Ma se consideriamo attentamente come avviene tutto questo, ci accorgiamo di una cosa molto importante. La maggioranza dei sacerdoti considera la cultura come un insieme di determinati argomenti: se uno scrittore scrive della Chiesa e dei preti è un bravo scrittore, se invece scrive della natura, di una crisi familiare o dei tormenti dell’intellettuale non si capisce a cosa serva. Se prendiamo i concorsi per bambini che si organizzano anche nelle parrocchie migliori, sono sempre concorsi monotematici: disegna una chiesa, disegna un sacerdote, disegna la vita di un monastero, scrivi una poesia sul prete, sulla chiesa, sul monastero. Questo perché non si capisce che la cultura non è un complesso di argomenti, ma un fenomeno dal contenuto affettivo. L’arte parla della fede e del significato non necessariamente in modo diretto, ma lo fa testimoniando una percezione della vita, trasmettendo esperienze interiori profonde che formano appunto la personalità umana, e con ciò stesso parlano della presenza di Dio nella nostra vita.

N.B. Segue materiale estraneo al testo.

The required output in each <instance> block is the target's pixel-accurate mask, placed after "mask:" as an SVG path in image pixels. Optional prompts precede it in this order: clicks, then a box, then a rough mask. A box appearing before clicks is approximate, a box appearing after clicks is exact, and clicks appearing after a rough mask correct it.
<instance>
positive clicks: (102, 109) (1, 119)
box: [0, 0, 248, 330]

Per la stessa via monotematica la Chiesa cerca di entrare nello spazio della scuola pubblica. Lo Stato da una parte si oppone, dall’altro volutamente cede. Perché fa così? Perché l’unico ambito di materie in cui si possono inserire i «fondamenti di cultura ortodossa» è quello umanistico. Non dispiace sacrificarlo, per il governo non è altro che moneta di scambio; la concezione tecnocratica della scuola non permette di capire la sostanza antropologica delle materie umanistiche. Ovvero: perché non ridurre ulteriormente letteratura e storia per venire incontro alla Chiesa, e poi in cambio chiederle un piccolo sostegno politico in più... A nessuno importa che i Fondamenti di cultura ortodossa non abbiano una propria specificità di contenuto. Sappiamo che cos’è il catechismo, sappiamo che cos’è la letteratura. Ma cosa siano la cultura islamica presa separatamente, o la cultura ortodossa presa separatamente non è molto chiaro. Dei chiarimenti supplementari a testi che parlano della Chiesa? Istruzioni su come avvicinarsi all’icona? Oppure delle opere «di argomento religioso» artificiosamente espunte da loro reale contesto letterario? Perché non si possono fare queste stesse cose – spiegare la specificità dell’icona, commentare i temi ecclesiastici e biblici – all’interno di una lezione di letteratura, di arte, di storia? Tanto più che l’esperimento finirà molto probabilmente così: che le scuole sceglieranno dei surrogati di più semplice insegnamento, tipo «storia delle religioni» (questo si può fare). I Fondamenti verranno scelti da una minoranza, e le ore che vi erano assegnate non verranno restituite alle materie umanistiche.